The obsidian eyes of the beast that was Rothman rested on Dr. Walker, gleaming as the light refracted off them. The beast smiled, licking his lips as though his appetite were insatiable. "You misunderstand," Rothman rumbled. "My cause is noble, not lost. My dream is admirable, not hopeless. And my followers... well, let's just say that my followers are more than content to carry my dying wish of a one-world metahuman government to the four corners of the earth!"
"Providing they survive," Walker said, turning his back on the large man. A massive hand found its way to Walker's collar with ease as Rothman slammed the scientist against the wall, hard.
"What did you mean by that?" the self-proclaimed visionary growled. "'Providing they survive'?"
"In exactly one minute, that plane will explode in a blaze of glory, a glory that was the metahuman revolution," Walker said, talking slowly as if to a child. "Your plans, your dreams, your hopes, your vision... will be nothing more than a burning smudge on the runway. I am saving the future of mankind. I am preventing dystopia..."
"You..." Rothman seethed. "You... I should kill you, little man!"
"And what would that accomplish?" Walker asked calmly. "Instant gratification? A momentary soothing of your already raging hatred? Let me tell you something, Rothman: nothing you can do to me will help you get your dream back. Nothing you can do to me will make you the next world leader. The only thing you can do is kill me. And what, in the grand scheme of your master plan, would that accomplish?"
Rothman's features softened as Walker drove home the final blow.
"Nothing."
The word hit Rothman like a can of bricks as his hand slipped loose of Walker's apparel, allowing him to slip to the floor.

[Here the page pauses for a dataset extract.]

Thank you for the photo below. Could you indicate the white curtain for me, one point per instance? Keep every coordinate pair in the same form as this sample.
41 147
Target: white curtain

"Now, if you'll excuse me, I have other engagements," Walker said, excusing himself and leaving Rothman alone with his own thoughts.
As Walker took his time, savoring every moment of crushing Rothman's dreams and aspirations, he didn't notice a small beep on I.G.O.R.'s security systems.
"Alert 102045 -- active meta intruder."
A small red light flashed on the control boards, and the monitors began recording. A figure floated through the hallways of the huge complex, wandering aimlessly. Dressed all in red, the figure held a cane and had a black top hat on his head. His eyes sparked yellow. After a few minutes, he disappeared. The tapes recorded it all.
In a few hours, Walker would review the tapes. Right off the bat, he would recognize the figure as Mick Harrison, also known as M'xy. This would anger him, how one of the "Revolutionaries" could slip into his headquarters, his home, without his full alert. He would blame it on the Chicago Revolution getting his full attention.
He would vow to finally do something about these pests. He would get conformation that his plan was already set in motion, soon.
Elsewhere, two figures sat around a table.
"How did it go?"
"Just as planned."
"Ssso, Walker took the bait?"
"He will, just as the Revolutionaries did. By this time tomorrow, they shall be at war. The victor will be met at his weakest point, with MY army. And I will have fulfilled my end of our bargain, just as you shall fulfil yours."